According to statistics, during the first round of the trade war, PCE prices for goods affected by tariffs rose by 4%, while the prices of unaffected items fell by 2%. Experts predict that inflationary pressures will fully rebound starting from the second quarter of 2025, potentially forcing central banks worldwide to reconsider monetary policies.
Funds Exit the Stock Market, Global Financial Markets Reach a Turning Point
In the face of this sudden tariff storm, institutional funds are withdrawing from the stock market at a historic pace, with the market capitalization of tech stocks like the Magnificent 7 evaporating by over $3 trillion.
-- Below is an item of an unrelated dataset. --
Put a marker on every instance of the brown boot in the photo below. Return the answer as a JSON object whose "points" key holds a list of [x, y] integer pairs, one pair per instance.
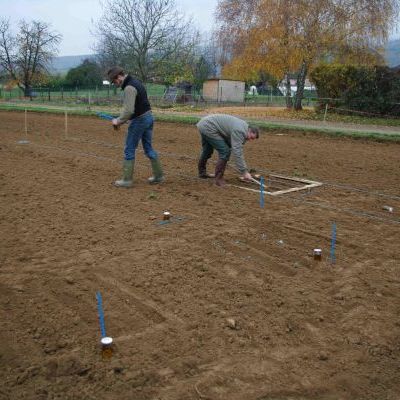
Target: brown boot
{"points": [[219, 172], [202, 166]]}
Trump has also announced the establishment of the “External Revenue Service” to strengthen tariff collection and enforcement.
Kobeissi Letter warns that Monday’s futures opening will be unusually volatile, and investors should adjust their asset allocation to cope with the potential for high volatility in the coming months: the market is facing multiple overlapping risks: economic slowdown, rising inflationary pressure, and geopolitical instability. Investors should adjust their asset allocation to prepare for a deep volatility period that may arise in the coming months.
Will a New Global Economic Order Emerge? The Tariff War May Rewrite Industry and Geopolitical Landscapes
This sudden “tariff storm” has transcended mere economic means and is reshaping the global economic order. Multinational corporations may face pressure to reorganize their supply chains, while smaller countries struggle to withstand the chain reaction of reciprocal tariffs. Some observers warn that if retaliatory actions escalate into capital and technology blockades, a new wave of global economic cold war may be triggered. Now, April 2nd’s “Liberation Day” could represent a watershed moment in U.S. trade policy or the beginning of global economic upheaval. With consumer confidence collapsing and market signals chaotic, investors urgently need to remain vigilant and develop risk strategies to prepare for a potential shock that could reshape the global economic landscape.